China Citic Bank Corp. dropped the most since June in Hong Kong as earnings missed analyst estimates. STX Offshore & Shipbuilding Co. tumbled 15 percent in Seoul as it’s seeking to restructure debt. The won weakened a second day after North Korea said it will restart nuclear facilities. Benchmark gauges in the Czech Republic and Hungary rallied, while homebuilder Brookfield Incorporacoes SA paced losses in Brazil.
The MSCI Emerging Markets Index lost 0.2 percent to 1,029.10 in New York. More than 55 percent of companies on the index that reported annual earnings this year trailed analysts’ estimates, data compiled by Bloomberg show.
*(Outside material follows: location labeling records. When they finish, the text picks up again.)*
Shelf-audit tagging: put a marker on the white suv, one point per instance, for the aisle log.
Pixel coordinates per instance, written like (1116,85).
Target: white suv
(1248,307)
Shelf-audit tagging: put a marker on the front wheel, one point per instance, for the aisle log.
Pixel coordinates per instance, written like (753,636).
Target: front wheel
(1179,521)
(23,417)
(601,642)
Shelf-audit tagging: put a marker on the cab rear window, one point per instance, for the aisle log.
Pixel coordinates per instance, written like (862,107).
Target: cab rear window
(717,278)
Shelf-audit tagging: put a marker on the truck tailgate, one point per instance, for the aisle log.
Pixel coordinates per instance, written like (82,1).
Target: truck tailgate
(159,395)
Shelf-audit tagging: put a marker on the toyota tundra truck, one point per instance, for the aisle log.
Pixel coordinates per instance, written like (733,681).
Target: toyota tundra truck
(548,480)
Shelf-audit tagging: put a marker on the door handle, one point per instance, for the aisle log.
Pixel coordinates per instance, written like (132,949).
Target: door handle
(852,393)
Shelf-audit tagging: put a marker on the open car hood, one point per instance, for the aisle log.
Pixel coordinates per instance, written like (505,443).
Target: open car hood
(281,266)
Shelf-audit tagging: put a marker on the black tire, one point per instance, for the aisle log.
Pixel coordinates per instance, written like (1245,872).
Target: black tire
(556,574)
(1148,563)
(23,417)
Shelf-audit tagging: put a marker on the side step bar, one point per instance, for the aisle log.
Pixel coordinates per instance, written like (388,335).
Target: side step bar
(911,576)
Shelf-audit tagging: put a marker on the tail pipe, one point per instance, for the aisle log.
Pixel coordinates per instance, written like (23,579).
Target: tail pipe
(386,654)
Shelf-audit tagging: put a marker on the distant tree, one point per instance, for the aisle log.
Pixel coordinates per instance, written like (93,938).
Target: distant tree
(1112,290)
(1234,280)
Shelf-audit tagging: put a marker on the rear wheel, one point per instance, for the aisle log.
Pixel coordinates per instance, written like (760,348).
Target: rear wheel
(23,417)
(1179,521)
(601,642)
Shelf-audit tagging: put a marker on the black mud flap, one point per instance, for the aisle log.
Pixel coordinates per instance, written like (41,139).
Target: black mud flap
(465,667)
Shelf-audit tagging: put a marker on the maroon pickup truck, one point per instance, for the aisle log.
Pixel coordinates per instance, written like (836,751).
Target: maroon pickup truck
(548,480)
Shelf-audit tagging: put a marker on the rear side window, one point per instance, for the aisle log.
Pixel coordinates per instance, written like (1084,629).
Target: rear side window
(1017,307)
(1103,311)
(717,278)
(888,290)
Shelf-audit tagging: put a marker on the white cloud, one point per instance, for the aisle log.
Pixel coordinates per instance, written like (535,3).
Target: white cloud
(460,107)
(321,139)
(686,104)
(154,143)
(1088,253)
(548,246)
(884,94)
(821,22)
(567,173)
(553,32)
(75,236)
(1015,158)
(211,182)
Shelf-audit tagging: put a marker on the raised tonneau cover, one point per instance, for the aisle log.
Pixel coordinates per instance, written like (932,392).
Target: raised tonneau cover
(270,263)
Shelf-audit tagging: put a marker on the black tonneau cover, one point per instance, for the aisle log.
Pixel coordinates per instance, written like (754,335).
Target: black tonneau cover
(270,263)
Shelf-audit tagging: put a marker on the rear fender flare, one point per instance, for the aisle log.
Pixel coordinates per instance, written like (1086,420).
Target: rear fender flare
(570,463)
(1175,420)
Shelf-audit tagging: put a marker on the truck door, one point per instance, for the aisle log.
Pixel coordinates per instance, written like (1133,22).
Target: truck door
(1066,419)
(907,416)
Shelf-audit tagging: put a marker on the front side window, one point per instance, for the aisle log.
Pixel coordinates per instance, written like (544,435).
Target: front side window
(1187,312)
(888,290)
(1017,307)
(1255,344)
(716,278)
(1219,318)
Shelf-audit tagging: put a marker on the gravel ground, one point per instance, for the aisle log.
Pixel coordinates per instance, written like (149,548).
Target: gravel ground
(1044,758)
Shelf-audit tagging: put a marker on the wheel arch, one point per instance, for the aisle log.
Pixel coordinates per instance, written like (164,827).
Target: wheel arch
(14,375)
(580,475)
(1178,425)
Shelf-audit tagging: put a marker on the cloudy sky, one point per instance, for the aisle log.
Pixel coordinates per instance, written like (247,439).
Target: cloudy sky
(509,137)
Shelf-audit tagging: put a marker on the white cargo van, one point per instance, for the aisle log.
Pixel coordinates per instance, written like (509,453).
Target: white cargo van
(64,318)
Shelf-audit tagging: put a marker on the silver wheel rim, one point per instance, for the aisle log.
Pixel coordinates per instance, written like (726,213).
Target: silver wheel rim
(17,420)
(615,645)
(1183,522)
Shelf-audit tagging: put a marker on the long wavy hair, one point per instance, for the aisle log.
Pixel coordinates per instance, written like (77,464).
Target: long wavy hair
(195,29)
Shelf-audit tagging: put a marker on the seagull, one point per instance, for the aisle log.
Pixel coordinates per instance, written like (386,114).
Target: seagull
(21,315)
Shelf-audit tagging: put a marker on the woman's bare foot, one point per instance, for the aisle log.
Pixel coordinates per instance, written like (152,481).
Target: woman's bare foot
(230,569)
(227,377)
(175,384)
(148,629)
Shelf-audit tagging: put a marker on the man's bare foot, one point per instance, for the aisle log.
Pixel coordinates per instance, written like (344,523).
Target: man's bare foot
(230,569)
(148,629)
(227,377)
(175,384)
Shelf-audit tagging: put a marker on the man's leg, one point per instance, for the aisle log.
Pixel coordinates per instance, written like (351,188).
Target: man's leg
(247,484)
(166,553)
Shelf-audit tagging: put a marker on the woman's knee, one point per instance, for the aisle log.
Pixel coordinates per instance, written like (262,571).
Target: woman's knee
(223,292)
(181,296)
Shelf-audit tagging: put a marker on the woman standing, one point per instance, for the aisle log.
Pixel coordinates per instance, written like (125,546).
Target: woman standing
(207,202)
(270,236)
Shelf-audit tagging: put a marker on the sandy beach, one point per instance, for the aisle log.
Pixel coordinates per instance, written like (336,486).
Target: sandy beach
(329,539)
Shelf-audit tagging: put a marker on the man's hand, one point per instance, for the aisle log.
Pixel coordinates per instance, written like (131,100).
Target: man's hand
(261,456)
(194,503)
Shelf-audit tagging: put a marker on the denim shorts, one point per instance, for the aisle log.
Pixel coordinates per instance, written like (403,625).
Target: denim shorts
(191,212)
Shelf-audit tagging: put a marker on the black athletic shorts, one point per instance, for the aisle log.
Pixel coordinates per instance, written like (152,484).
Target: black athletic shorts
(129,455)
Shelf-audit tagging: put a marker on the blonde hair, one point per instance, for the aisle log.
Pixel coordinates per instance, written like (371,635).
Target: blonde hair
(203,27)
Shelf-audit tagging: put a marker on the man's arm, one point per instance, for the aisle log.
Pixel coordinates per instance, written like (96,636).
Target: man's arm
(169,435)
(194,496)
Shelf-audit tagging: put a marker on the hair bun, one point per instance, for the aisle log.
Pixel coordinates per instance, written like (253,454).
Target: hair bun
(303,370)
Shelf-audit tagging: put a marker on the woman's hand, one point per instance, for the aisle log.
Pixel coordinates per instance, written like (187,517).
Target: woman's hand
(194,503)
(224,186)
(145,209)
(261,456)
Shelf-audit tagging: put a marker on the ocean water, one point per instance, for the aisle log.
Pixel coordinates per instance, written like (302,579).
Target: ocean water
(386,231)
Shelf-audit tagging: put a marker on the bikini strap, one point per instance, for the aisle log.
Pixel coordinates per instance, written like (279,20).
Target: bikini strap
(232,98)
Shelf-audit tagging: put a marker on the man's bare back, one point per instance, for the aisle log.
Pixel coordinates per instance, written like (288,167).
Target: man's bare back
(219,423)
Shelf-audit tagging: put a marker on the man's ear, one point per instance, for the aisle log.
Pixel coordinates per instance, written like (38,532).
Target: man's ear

North Korea will restart all facilities at the Yongbyon nuclear site, according to the official Korean Central News Agency.
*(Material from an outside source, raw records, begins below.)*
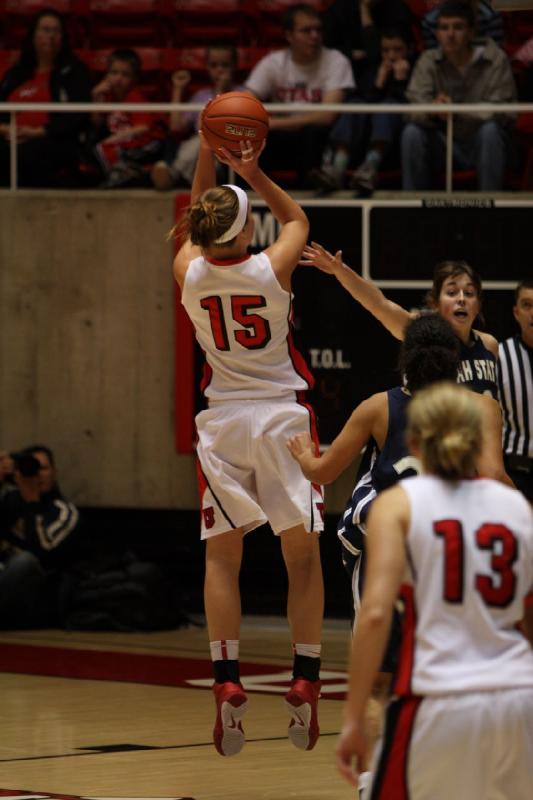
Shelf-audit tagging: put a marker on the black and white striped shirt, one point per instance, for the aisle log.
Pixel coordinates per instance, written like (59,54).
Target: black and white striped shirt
(516,396)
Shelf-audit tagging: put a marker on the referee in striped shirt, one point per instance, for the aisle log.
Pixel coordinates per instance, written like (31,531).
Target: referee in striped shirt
(516,393)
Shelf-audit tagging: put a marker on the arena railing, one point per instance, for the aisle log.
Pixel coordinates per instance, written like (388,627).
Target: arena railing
(447,109)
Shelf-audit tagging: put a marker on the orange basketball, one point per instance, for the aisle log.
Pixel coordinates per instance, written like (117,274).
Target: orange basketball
(233,117)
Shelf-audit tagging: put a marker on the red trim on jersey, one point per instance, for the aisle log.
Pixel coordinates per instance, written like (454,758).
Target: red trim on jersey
(300,399)
(183,362)
(202,483)
(207,374)
(404,670)
(227,262)
(391,774)
(298,362)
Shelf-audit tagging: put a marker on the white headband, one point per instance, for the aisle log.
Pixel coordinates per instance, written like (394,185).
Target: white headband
(240,220)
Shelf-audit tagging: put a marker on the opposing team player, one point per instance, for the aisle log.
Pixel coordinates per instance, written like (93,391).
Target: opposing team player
(240,306)
(460,553)
(455,294)
(430,352)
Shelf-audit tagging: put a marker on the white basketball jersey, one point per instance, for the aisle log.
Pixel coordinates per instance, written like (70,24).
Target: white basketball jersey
(470,555)
(241,316)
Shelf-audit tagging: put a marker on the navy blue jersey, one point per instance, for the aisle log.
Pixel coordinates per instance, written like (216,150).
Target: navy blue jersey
(378,470)
(479,367)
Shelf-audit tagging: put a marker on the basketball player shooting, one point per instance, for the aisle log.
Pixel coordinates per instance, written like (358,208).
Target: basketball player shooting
(240,306)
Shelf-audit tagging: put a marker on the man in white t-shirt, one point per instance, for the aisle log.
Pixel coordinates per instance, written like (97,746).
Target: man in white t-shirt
(304,72)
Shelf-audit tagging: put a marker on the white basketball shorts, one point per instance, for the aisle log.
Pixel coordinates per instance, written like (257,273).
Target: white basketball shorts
(246,474)
(471,746)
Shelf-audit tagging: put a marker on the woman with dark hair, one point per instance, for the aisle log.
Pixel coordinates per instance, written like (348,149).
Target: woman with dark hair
(455,294)
(46,72)
(430,352)
(458,553)
(39,539)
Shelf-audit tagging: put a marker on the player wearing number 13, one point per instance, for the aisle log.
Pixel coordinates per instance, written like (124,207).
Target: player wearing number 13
(460,554)
(240,306)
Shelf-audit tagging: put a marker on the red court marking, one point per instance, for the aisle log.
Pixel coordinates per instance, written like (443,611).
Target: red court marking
(62,662)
“Chinese companies have had some negative earnings surprises as they adjust to a more moderate growth environment,” Timothy Ghriskey, the chief investment officer at Solaris Group LLC in New York, which manages about $2 billion, said by phone. “Korea has a geopolitical issue that’s adding to the risk sentiment for emerging markets in general.”
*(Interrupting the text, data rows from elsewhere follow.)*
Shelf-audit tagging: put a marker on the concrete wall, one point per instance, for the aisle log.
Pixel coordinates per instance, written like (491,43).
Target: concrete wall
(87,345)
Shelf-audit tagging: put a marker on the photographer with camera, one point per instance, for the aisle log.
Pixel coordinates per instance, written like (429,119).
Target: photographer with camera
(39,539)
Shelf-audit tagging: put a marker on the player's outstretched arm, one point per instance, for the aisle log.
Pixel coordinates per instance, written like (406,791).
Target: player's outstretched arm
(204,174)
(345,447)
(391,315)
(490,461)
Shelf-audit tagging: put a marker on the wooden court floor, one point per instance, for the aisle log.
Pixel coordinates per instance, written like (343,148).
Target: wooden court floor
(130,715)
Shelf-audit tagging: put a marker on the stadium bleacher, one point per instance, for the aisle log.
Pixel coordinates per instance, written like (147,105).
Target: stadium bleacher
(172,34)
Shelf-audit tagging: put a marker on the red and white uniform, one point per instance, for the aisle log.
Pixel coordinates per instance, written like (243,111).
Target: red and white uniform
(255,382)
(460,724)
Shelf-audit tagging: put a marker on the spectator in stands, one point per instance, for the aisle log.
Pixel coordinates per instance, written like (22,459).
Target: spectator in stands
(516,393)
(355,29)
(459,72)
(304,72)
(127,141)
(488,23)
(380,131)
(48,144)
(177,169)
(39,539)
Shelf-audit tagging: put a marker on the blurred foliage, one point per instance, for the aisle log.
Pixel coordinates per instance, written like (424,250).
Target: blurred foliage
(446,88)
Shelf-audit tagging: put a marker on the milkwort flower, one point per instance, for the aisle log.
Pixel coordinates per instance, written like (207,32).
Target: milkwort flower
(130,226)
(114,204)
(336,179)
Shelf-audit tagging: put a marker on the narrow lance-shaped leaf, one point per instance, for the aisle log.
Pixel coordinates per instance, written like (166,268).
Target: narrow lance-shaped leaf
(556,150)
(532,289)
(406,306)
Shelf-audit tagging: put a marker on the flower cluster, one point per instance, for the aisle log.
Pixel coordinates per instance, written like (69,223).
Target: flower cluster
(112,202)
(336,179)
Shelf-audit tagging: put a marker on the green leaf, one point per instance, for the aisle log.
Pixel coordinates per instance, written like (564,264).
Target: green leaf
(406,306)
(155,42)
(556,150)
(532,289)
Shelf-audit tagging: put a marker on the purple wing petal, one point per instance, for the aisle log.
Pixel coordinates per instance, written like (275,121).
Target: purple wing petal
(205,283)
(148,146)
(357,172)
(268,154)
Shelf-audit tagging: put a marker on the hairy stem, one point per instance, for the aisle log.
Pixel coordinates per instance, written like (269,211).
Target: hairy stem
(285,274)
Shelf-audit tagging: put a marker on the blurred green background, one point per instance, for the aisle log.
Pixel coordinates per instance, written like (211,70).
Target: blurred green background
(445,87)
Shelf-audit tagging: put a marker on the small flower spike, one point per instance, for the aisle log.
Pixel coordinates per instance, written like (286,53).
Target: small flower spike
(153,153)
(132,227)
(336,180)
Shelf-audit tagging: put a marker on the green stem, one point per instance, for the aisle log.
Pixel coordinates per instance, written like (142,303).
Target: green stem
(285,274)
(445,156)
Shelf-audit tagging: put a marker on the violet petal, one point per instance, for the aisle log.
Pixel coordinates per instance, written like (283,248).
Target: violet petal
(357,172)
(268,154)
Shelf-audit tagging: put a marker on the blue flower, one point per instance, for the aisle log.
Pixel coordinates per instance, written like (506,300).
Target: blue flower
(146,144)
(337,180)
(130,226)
Commodity and industrial companies in the MSCI Emerging Markets Index slid the most among 10 groups. The broader measure has slipped 2.5 percent this year, compared with a 7.2 percent gain in the MSCI World Index of developed-country stocks. The developing-nations gauge trades at 10.7 times projected 12-month earnings, compared with the MSCI World’s multiple of 13.9, according to data compiled by Bloomberg.
The iShares MSCI Emerging Markets Index exchange-traded fund, the ETF tracking developing-nation shares, gained less than 0.1 percent to $42.33. The Chicago Board Options Exchange Emerging Markets ETF Volatility Index, a measure of options prices on the fund and expectations of price swings, fell 2.3 percent to 17.77.
Brazil’s Bovespa index dropped 1.8 percent, the steepest decline since Feb. 20. Brookfield tumbled 9 percent to a four-year low. Steelmaker Usinas Siderurgicas de Minas Gerais SA fell 4.1 percent.
The Mexican IPC Index gained 0.4 percent as U.S. stocks rose amid data showing factory orders at the world’s largest economy advanced the most in five months in February.
Russian shares advanced on speculation the country’s depositors won’t suffer severe losses in Cyprus’s debt crisis and as the central bank signaled it may cut its main rates. The Micex Index added 0.1 percent. OAO Sberbank, Russia’s largest lender, rose 0.9 percent.
Benchmark gauges in Hungary and the Czech Republic gained at least 1.3 percent, as trading resumed after a holiday weekend. Istanbul’s ISE National 100 Index fell 0.1 percent.
Chinese stocks fell to a three-month low as health-care companies slumped. The Hang Seng China Enterprises Index of mainland companies listed in Hong Kong slid 0.8 percent. China Citic Bank tumbled 6 percent. Angang Steel Co. shares gained 13 percent in Hong Kong, the most since December 2011 for the biggest advance in the emerging markets gauge.
South Korea’s Kospi Index dropped 0.5 percent. STX Offshore slumped by its 15 percent daily limit, the biggest decline since its listing in October 2003.
The extra yield investors demand to own emerging-market debt over U.S. Treasuries fell four basis points, or 0.04 percentage point, to 304 basis points, according to JPMorgan Chase & Co.’s EMBI Global Index.